Re: [RFT] major libata update

Jeff Garzik <jeff@xxxxxxxxxx> · Mon, 22 May 2006 03:19:19 -0400

Tejun Heo wrote:
Jeff Garzik wrote:
Tejun Heo wrote:
Jeff Garzik wrote:
Jeff Garzik wrote:
Tejun Heo wrote:
Hmmm.. The drive is issuing SDB FIS which completes already 
completed tags.  This could be dangerous.  Depending on timing, it 
might end up finishing a command which occupied the slot which 
hasn't been processed yet.  If a drive does this, NCQ shouldn't be 
enabled for it.  Can you post full boot dmesg?

I'm not sure the data supports that conclusion?  PORT_IRQ_SDB_FIS 
is quite normal and expected during NCQ operation, if that 
interrupt is enabled.  Just normal SDB:Entry and SDB:SetIntr states.

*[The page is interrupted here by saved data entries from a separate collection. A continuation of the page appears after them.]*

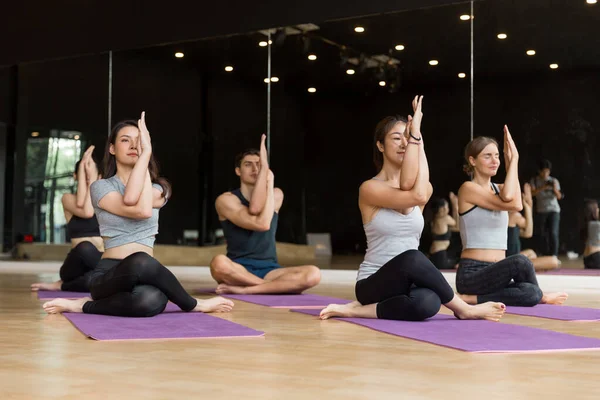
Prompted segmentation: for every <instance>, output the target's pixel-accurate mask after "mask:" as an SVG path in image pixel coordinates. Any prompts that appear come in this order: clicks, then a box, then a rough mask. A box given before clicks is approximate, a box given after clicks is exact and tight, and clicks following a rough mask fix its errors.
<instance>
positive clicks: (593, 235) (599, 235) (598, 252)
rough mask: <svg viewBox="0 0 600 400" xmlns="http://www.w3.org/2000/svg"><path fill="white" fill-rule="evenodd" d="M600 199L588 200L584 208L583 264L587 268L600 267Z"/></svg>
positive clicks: (591, 268) (597, 268) (583, 233)
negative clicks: (584, 245)
mask: <svg viewBox="0 0 600 400" xmlns="http://www.w3.org/2000/svg"><path fill="white" fill-rule="evenodd" d="M598 210H599V209H598V201H596V200H586V202H585V207H584V210H583V225H582V227H581V233H582V239H583V240H584V241H585V250H584V251H583V265H584V266H585V268H587V269H600V218H599V217H598Z"/></svg>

Strike that last part:  PORT_IRQ_SDB_FIS will appear, as with other 
status bits, even if the enable bit is not set.

So, you'll see that whenever you get an SDB FIS during normal 
operation.

The problem is with the second dword.  Here are some of spurious SDB 
FISes Ric's AHCI was receiving.

004040a1:10000000
004040a1:00000020
004040a1:00000080

If the second dword were all zero, it's simply SDB FIS turning on IRQ 
(bit 14 of the first dword) and there's nothing to worry about. 
However, all those spurious SDBs have one bit set in the second dword 
- meaning the SDB completes the corresponding tag, but the tag isn't 
active when those SDBs are received.

This is okay as long as the controller thinks the tags are unoccupied 
when those SDBs are received, but it's not something which can be 
guaranteed.  NCQ command synchronization depends on devices not 
completing the same commands more than once.

The duplicate completions might be okay if the drive guarantees it 
doesn't send it if it loses to command issuance.  e.g.

1. drive sends completion for tag x
2. drive shortly schedules another completion for tag x (spurious)
3. ahci/driver complete tag x
4. ahci/driver issues tag x
5. drive receives command for tag x before sending the spurious 
completion and determines not to send the spurious completion. (not 
very likely)

If above is true, the drive might be okay, but nobody can guarantee 
how  various controllers react.  It depends on how controllers manage 
SActive (when to turn bits on).  At any rate, it's dangerous IMHO.

If the silicon is screwing up SActive bits, then we have bigger 
problems than spurious interrupts.

So, the typical policy of Internet servers applies here:  "be liberal 
in what you accept."  For smart controllers like AHCI, we will simply 
set the desired IRQ mask, then happily receive and ack events anytime 
the controller decides to raise them.  If the controller decides to 
send us a no-op, don't worry about it.  This is particularly true when 
we turn on Command Coalescing, where we'll have a run of work 
initiated [sometimes] by an internal timer, rather than an actual FIS 
reception.

I wish I could explain it better.  This is a clear protocol violation 
from the drive.  Depending on specific implementation of the drive and 
the controller, it can result in completion of command which is not 
processed yet (data corruption!).

I quite understand the implications.  My argument comes from a different 
angle:  I don't feel we should be adding tons of code that essentially 
validates the silicon.  There are plenty of chances for the hardware to 
fuck up in a way that corrupts data, and is also difficult to detect. 
Pre-production BIOS have even done silly things like turn off data 
verification (checksum) by default.  Talk about subtle corruption...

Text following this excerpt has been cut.